Financial betting is very similar to sports betting, except you are betting on the outcome of a market instead of a game.
Financial bets are similar to sports bets.
How much are you willing to stake?
* Payout – The amount you'll receive if you win your bet
Return or odds is the ratio of the payout to the stake.
* The outcome is the “prediction” that you make
You could, for instance, place a bet in the following way:
* Bet – $10
* Payout – $20
* Return – 100%
* FTSE (London Stock Exchange Index), to rise today between 13:00 – 14:00
It's pretty easy, right?
Why bet on financial markets?
It is simple
You can bet as low as $1, which is less risky.
You can earn money
This last point is crucial. You *can* earn money. You *can* lose money.
You need to look for low-cost bets that are mispriced in order to make money over time. What does that mean?
Financial betting services are businesses. Like any business, financial betting services have investors to please and expenses to cover. They make money by charging “fees”, or fees, on their bets bahis siteleri.
They do not charge any fees or commissions, but instead use a “spread” or an overround. The spread is the price they charge for a fair bet. If it is $x then their spread is y. Over time and on average, the betting profit should equal the spread.
It is important to only bet on bets with low spreads, e.g. “good prices”. If you make accurate predictions and the spread is low, you will be able to profit in the long term. You have little chance of winning if the spread is high.
Spreads can be difficult to determine by betting services. You need to know how betting services price their bets in order to determine the spread and how good the price really is. We'll explain how to calculate the spread in a moment. It is helpful to understand how betting services calculate the “fair value” for the bet. They then add the spread onto that figure to get the final price.
Financial bets can also be considered an option. They are called binary options because they have a binary outcome (you either win or you lose, there is no in-between). Black-Scholes is a widely accepted method of determining an option's fair value. This model is widely accepted in the financial market and other industries for determining the fair value of an options.
The model, although complex, can be simplified to say that the price will increase as the time passes and the volatility of the assets increases. (Volatility is the measure of the amount the asset prices change per unit time). If one bet covers a period of one hour, but another is for one day, then the price for one day will be higher. If one bet is placed on a calm and another on a turbulent market, then the price of the bet on the turbulent market will be higher.
Google “winning trading strategy” or “make Money Markets” to find a wealth of information. Most of the information on this site is utter garbage.
We would be rich and retired young if we knew a way to make “foolproof profits” in the markets. This is not reality. In reality, the markets can be unpredictable and you only have a 50/50 chance of getting it right. If you can get it right 55% of time, then you're doing well. You are doing an excellent job if you can be right 60% of the time. You are a world-class person if you can get 70% right.

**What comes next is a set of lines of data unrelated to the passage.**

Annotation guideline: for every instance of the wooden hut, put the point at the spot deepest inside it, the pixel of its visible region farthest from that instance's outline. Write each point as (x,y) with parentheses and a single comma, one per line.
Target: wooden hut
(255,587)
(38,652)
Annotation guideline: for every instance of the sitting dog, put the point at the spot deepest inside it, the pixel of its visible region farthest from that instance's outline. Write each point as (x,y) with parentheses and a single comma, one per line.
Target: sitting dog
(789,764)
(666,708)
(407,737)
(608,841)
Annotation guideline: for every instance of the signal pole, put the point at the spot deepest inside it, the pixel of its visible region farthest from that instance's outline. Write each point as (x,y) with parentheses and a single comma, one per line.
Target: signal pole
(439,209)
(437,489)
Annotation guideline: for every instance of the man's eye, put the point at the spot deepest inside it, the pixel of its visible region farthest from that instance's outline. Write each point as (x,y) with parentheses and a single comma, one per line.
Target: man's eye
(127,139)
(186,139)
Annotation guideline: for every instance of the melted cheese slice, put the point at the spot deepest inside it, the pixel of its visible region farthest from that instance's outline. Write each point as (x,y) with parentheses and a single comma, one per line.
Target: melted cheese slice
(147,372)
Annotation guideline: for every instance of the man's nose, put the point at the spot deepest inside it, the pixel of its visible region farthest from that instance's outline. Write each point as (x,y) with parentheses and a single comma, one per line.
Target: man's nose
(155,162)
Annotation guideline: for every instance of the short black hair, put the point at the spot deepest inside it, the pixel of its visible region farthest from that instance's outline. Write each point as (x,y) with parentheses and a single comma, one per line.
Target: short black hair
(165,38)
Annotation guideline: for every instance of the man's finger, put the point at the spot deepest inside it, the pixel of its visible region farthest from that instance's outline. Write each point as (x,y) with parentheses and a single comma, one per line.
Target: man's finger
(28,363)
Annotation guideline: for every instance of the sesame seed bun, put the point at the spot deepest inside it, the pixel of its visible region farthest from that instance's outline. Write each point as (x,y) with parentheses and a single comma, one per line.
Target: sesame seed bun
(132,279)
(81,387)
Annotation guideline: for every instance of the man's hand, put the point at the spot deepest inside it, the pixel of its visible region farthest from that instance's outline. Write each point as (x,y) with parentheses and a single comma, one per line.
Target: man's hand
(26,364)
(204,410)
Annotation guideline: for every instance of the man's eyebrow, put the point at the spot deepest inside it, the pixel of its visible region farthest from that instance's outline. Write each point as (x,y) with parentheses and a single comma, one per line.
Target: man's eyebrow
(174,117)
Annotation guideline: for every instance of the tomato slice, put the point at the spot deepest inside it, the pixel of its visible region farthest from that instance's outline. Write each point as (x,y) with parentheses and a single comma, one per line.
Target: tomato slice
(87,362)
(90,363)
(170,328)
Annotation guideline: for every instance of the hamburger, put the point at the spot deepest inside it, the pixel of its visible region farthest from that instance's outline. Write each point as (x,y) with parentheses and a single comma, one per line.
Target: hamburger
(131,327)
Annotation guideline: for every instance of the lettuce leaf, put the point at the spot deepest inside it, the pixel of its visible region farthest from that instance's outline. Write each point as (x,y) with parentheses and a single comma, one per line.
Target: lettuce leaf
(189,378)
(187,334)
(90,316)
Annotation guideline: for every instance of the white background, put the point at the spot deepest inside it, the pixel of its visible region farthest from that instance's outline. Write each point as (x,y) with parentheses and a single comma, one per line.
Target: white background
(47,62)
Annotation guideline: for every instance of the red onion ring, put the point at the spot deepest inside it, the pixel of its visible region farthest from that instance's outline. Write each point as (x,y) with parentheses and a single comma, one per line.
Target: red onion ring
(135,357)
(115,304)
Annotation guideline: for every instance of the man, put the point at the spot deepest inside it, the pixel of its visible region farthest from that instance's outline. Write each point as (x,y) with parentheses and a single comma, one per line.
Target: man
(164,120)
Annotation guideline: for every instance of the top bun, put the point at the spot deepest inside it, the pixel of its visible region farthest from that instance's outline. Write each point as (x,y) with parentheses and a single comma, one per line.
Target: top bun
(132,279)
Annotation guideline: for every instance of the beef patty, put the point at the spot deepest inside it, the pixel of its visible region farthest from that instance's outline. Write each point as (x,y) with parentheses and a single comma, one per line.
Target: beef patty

You should aim to be in the range of 55-60%. If you are able to do this, and you only place low-cost bets, then you can earn 3-8% ROI.
How can you achieve a win rate of 55-60%? Remember that all financial bets come in pairs. For example, a pair of “rise/fall”, “hit/miss”, etc. The total probability for each side must add up to 100 percent. For example, if 60% of the sides occur, the 40% probability that the other side occurs is required.
You should look for bets with a *favorable* mis-priced price. The odds implied by the price of the bet are *lower* than the odds implied by your method. You will eventually win if you pick the pair with the favorable mispricing.
Here's a simple example. Imagine you have a coin with a 50% probability of either heads or tails. You'd be foolish to not bet on the heads if someone offered you a wager that was priced at 45% for the heads and 55% for the tails. Why? Why?
How can you identify mispriced wagers? You can do this in a couple of ways:
The betting service takes the easy route and prices each side of the bet as 50% when they are actually not 50%.
The betting service overcomplicated things by pricing each side of a bet differently from a probability of 50% when they are actually at 50%
– The betting service has made an error with the pricing, and the probabilities of the pair are not 100%.
There are millions of financial bets that are available every day, so it is difficult to find the ones that are mispriced.
You may ask “but what about *predicting* the market – using economic data, chart patterns, or tea leaves to accurately predict what the market will do?” Why don't you help me?
Good question. We largely adhere to the random walk theory. This hypothesis states that financial asset prices tend to be unpredictable most of the time and especially for the short time periods covered by financial bets. Black-Scholes, and therefore option pricing and financial betting pricing, assumes a random walk. We don't try to predict the markets, but instead focus on cheap, mis-priced wagers that should yield an average of 3-8% return on investment.
If you have consistently been successful with fundamental analysis, technical analysis or tea leaves to make your predictions (using patterns in price charts to determine future prices), we congratulate you and encourage you to continue using these methods.